Re: [PATCH RFC 6/7] sched: cfs: cpu frequency scaling based on task placement

From: Dietmar Eggemann
Date: Mon Oct 27 2014 - 13:42:10 EST


Hi Mike,

On 22/10/14 07:07, Mike Turquette wrote:
> {en,de}queue_task_fair are updated to track which cpus will have changed
> utilization values as function of task queueing.

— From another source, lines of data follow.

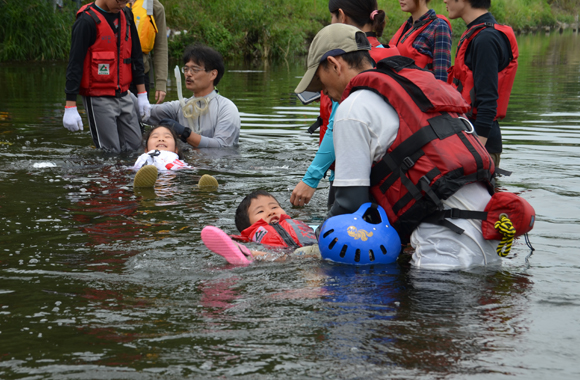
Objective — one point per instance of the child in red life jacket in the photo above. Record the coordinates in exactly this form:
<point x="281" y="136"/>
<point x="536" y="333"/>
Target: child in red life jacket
<point x="261" y="219"/>
<point x="163" y="155"/>
<point x="162" y="150"/>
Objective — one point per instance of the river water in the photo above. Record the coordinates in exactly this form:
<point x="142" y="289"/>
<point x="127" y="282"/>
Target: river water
<point x="100" y="282"/>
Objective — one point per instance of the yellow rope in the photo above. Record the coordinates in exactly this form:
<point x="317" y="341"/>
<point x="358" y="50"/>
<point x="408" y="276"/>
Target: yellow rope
<point x="506" y="228"/>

The sentence is a little bit misleading. We update the se utilization
contrib and the cfs_rq utilization in {en,de}queue_task_fair for a
specific se and a specific cpu = rq_of(cfs_rq_of(se))->cpu .

> The affected cpus are
> passed on to arch_eval_cpu_freq for further machine-specific processing
> based on a selectable policy.

I'm not sure if separating the evaluation and the setting of the cpu
frequency makes sense. You could evaluate and possibly set the cpu
frequency in one go. Right now you evaluate if the cfs_rq utilization
exceeds the thresholds for the current index every time a task is
enqueued or dequeued but that's not necessary since you only try to set
the cpu frequency in the softirq. The history (and the future if we
consider blocked utilization) is already captured in the cfs_rq
utilization itself.

>
> arch_scale_cpu_freq is called from run_rebalance_domains as a way to
> kick off the scaling process (via wake_up_process), so as to prevent
> re-entering the {en,de}queue code.

The name is misleading from the viewpoint of the CFS sched class. The
original scaling function of the CFS scheduler
(arch_scale_{freq,smt/cpu,rt}_capacity) scale capacity based on
frequency, uarch or rt. So your function should be call
arch_scale_util_cpu_freq or even better arch_set_cpu_freq.

>
> All of the call sites in this patch are up for discussion. Does it make
> sense to track which cpus have updated statistics in enqueue_fair_task?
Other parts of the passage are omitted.